El médico se encogió de hombros.

– Yo no sé mucho de eso.

Vaciló un instante.

– ¿Faltaban otros órganos? -preguntó finalmente.

– ¿Otros órganos? -dijo Erlendur.

– Además del cerebro. ¿Sólo faltaba el cerebro?

– ¿Qué quieres decir?

– ¿No se tocó nada más?

– No lo creo. El forense no mencionó nada más. ¿Tocar algo más? ¿Qué quieres dar a entender?

Frank miró a Erlendur pensativo.

– Supongo que no has oído hablar de la Ciudad de Tarros.

– ¿ La Ciudad de Tarros?

– Sí.

– ¿Qué ciudad es ésa?

– Ya la han cerrado, creo, hace poco. Pero a la habitación la llamaban así. Ciudad de Tarros.

– ¿Habitación?

– En la calle Barónsstígur, donde se guardan los órganos.

– ¿Los órganos?

– Se conservaban en formalina dentro de unos tarros. Todo tipo de órganos conseguidos en los hospitales. Para la enseñanza. Para las clases de medicina, biología, técnicos de laboratorio y como se llame todo eso. Todo se almacenaba en una habitación que llamaban la Ciudad de Tarros. En los tarros había de todo. Intestinos, corazones, riñones y extremidades. También cerebros.

– ¿De los hospitales?

– La gente se muere en los hospitales. Le hacen la autopsia. Se estudian órganos vitales. No todo se vuelve a colocar en el cuerpo; pensando en la enseñanza, algunas cosas se conservan en formalina, y antiguamente se depositaban en la Ciudad de Tarros.

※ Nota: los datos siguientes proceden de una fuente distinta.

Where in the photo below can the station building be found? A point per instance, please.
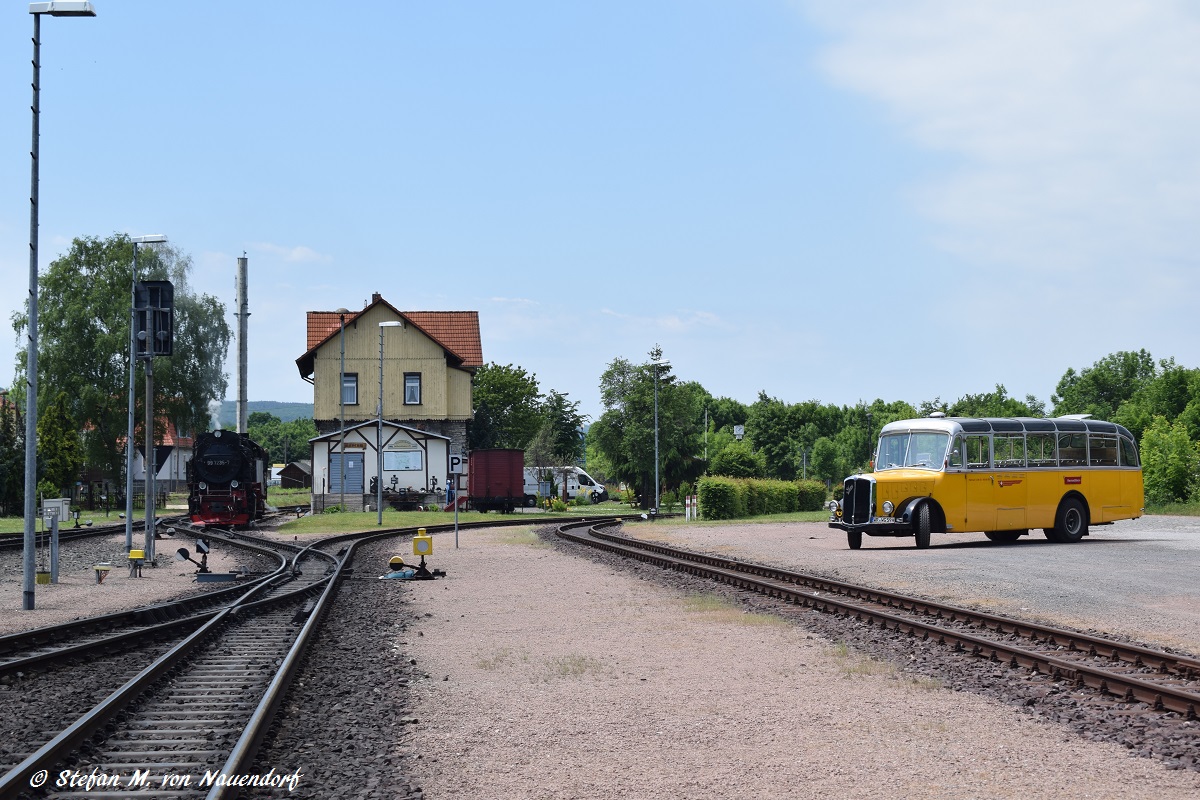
(424, 361)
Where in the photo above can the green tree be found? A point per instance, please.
(84, 341)
(12, 459)
(823, 461)
(1173, 394)
(773, 434)
(565, 423)
(996, 403)
(1101, 390)
(59, 447)
(508, 408)
(285, 441)
(624, 433)
(1170, 462)
(738, 461)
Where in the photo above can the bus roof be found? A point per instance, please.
(1006, 425)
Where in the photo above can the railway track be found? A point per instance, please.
(190, 722)
(1131, 673)
(198, 710)
(27, 650)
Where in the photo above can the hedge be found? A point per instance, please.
(731, 498)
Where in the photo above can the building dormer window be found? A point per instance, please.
(412, 389)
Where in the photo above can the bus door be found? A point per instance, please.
(1011, 491)
(1103, 488)
(981, 506)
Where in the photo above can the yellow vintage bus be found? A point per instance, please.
(999, 476)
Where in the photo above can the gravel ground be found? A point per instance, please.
(552, 675)
(539, 671)
(77, 594)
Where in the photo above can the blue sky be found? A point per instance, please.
(821, 200)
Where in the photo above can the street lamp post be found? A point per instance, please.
(657, 365)
(133, 356)
(30, 542)
(379, 426)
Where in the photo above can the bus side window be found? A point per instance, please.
(1041, 446)
(978, 452)
(955, 458)
(1128, 453)
(1072, 450)
(1103, 451)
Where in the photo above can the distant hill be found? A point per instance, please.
(286, 411)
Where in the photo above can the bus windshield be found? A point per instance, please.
(903, 449)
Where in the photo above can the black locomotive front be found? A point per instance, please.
(226, 480)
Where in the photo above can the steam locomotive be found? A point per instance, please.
(227, 480)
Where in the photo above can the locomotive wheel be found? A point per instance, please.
(923, 530)
(1071, 523)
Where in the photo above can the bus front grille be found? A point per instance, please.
(857, 500)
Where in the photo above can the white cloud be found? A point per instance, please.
(299, 253)
(1069, 127)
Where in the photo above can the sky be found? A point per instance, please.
(838, 200)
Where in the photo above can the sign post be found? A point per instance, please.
(456, 469)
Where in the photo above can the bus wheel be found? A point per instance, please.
(1071, 523)
(923, 525)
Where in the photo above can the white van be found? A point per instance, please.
(577, 482)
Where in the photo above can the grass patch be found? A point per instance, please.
(723, 611)
(853, 665)
(771, 518)
(501, 659)
(1175, 509)
(574, 666)
(289, 497)
(520, 536)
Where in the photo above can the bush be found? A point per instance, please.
(810, 495)
(730, 498)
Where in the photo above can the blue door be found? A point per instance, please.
(353, 471)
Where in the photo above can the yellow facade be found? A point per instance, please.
(444, 390)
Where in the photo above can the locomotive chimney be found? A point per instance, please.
(243, 314)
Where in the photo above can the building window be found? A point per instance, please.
(412, 389)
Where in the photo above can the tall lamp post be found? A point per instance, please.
(29, 565)
(133, 358)
(657, 365)
(379, 426)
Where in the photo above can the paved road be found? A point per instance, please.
(1139, 578)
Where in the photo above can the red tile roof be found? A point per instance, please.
(456, 331)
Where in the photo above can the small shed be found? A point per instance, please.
(297, 475)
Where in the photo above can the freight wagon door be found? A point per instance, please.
(352, 465)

– ¿Por qué me cuentas eso?

– Hay una posibilidad de que ese cerebro no haya desaparecido del todo.

– ¿No?

– Puede que esté en alguna ciudad de tarros. Las muestras que se guardan, por ejemplo para enseñanza, están todas registradas y clasificadas. Si buscas ese cerebro, es posible que aún lo conserven.

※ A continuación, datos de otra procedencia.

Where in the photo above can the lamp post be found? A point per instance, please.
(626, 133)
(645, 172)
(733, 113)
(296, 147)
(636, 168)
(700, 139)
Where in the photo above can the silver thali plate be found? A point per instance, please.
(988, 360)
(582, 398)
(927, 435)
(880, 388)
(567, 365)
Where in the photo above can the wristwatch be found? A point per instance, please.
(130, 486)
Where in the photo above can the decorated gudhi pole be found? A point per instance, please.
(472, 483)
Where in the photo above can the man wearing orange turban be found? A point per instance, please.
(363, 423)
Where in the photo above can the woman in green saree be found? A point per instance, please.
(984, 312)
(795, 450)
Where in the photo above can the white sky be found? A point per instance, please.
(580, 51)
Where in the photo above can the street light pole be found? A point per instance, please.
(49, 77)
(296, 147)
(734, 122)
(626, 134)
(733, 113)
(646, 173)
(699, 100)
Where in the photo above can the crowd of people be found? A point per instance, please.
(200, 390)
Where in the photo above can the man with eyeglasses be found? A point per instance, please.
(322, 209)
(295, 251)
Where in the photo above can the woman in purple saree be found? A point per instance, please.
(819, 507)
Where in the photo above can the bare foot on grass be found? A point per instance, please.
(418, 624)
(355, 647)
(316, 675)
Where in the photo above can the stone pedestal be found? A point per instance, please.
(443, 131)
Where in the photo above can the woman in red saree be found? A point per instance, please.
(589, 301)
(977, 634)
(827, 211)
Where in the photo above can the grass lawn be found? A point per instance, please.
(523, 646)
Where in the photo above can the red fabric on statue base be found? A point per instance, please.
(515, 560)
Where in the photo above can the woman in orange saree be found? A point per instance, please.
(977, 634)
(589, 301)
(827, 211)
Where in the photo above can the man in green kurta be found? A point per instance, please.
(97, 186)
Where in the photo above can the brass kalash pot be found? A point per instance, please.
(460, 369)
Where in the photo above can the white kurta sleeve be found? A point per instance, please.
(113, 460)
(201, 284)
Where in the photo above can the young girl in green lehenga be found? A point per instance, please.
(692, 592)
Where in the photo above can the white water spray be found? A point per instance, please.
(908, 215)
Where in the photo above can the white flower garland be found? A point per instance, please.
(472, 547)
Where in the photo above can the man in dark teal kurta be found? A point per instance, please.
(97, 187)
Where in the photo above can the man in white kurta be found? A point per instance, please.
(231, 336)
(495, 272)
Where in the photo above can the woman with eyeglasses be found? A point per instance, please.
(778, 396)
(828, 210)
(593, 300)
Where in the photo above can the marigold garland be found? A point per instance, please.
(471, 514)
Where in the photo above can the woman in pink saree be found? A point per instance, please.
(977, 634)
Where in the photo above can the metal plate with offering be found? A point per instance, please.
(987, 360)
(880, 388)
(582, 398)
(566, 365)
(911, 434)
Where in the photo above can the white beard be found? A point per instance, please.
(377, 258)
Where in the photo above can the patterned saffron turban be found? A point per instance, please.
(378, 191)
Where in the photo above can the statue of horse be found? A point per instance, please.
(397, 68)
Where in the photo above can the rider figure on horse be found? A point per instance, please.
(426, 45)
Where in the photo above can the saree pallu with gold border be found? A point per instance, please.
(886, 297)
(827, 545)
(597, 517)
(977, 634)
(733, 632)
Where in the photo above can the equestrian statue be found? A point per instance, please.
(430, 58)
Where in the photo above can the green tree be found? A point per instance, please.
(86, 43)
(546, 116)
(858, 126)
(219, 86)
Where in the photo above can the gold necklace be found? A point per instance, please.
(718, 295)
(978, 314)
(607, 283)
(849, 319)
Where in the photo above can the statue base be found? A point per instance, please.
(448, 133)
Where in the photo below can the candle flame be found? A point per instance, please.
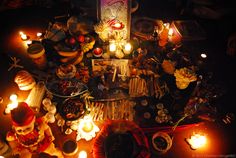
(13, 97)
(117, 25)
(112, 47)
(197, 141)
(170, 32)
(82, 154)
(39, 34)
(203, 55)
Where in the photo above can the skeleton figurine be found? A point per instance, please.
(30, 135)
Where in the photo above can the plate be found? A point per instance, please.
(66, 87)
(144, 27)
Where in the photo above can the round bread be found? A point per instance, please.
(24, 80)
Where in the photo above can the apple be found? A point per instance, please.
(81, 38)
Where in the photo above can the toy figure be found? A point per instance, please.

– Nunca había oído nada de eso hasta ahora. ¿Se extraen los órganos sin permiso o se consulta primero a los familiares? ¿Cómo va eso?

El médico se encogió de hombros.

– La verdad es que no lo sé. Supongo que hay de todo. Los órganos son sumamente importantes para la enseñanza. Los hospitales universitarios de todo el mundo tienen grandes colecciones de órganos. También he oído que algunos médicos, sobre todo los que se dedican a la investigación, tienen su colección particular. Pero eso es sólo algo que he oído.

– ¿Son coleccionistas de órganos?

– Sí.

– ¿Qué ha sido de esa… Ciudad de Tarros? ¿Ya no existe?

– No lo sé.

– ¿Crees que el cerebro pudo ir a parar allí? ¿Que lo guardaron en formalina?

– Es posible. ¿Habéis desenterrado a la niña?

– Quizá sea una equivocación -suspiró Erlendur-. Quizá todo este asunto sea una gran equivocación.